The SOX2 gene encodes a transcription factor, a type of protein that switches other genes on or off. SOX2 is one of two key genes researchers use to generate induced pluripotent stem cells (iPSCs), which are capable of differentiating into all cell types for research and potential therapeutic applications.

“In this study, we looked at SOX2’s role in cells of the peripheral nervous system and discovered that it’s required to sustain multipotency ? the ability to differentiate into several cell types in the peripheral nervous system, including neurons and glia,” explained Dr. Terskikh, assistant professor in Sanford-Burnham’s Del E. Webb Neuroscience, Aging and Stem Cell Research Center.

Using an embryonic stem cell model, Dr. Terskikh and colleagues showed that stem cells in the developing nervous system start out with SOX2, but lose it at the stage when they are considered migratory neural crest cells. Later, as neural crest stem cells aggregate at a subsequent point in development, SOX2 is regained only by those cells fated to become neurons. Neural crest stem cells that remain SOX2-free differentiate into other cell types, but never become neurons.

To determine how SOX2 controls this stage in nervous system development, the researchers looked at the genes it acts upon.
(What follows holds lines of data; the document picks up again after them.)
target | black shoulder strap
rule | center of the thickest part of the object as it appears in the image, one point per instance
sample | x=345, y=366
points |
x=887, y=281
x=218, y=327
They found that SOX2 switches on neurogenin-1 and Mash-1, two genes that support neuronal survival in both the central and peripheral nervous systems.

“If we prevent neural crest stem cells from re-expressing SOX2, we don’t get neurons. If we try to push these SOX2-deficient cells to become neurons, they die, but they can readily give rise to glia or smooth muscle cells,” Dr. Terskikh said. “We think that one function of SOX2 is to keep cells multipotent or pluripotent for one reason ? if they need to become a neuron later in development. We hope this finding will be useful to researchers studying neural crest development and stem cell differentiation.”

Dr. Terskikh is supported by the California Institute for Regenerative Medicine (CIRM). Co-authors of this study include Flavio Cimadamore, Elena Giusto, Ksenia Gnedeva, Giulio Cattarossi, Amber Miller and Laurence M. Brill at Sanford-Burnham, Katherine Fishwick and Marianne Bronner-Fraser at the California Institute of Technology and Stefano Pluchino from the Institute of Experimental Neurology, IRCCS, in Italy.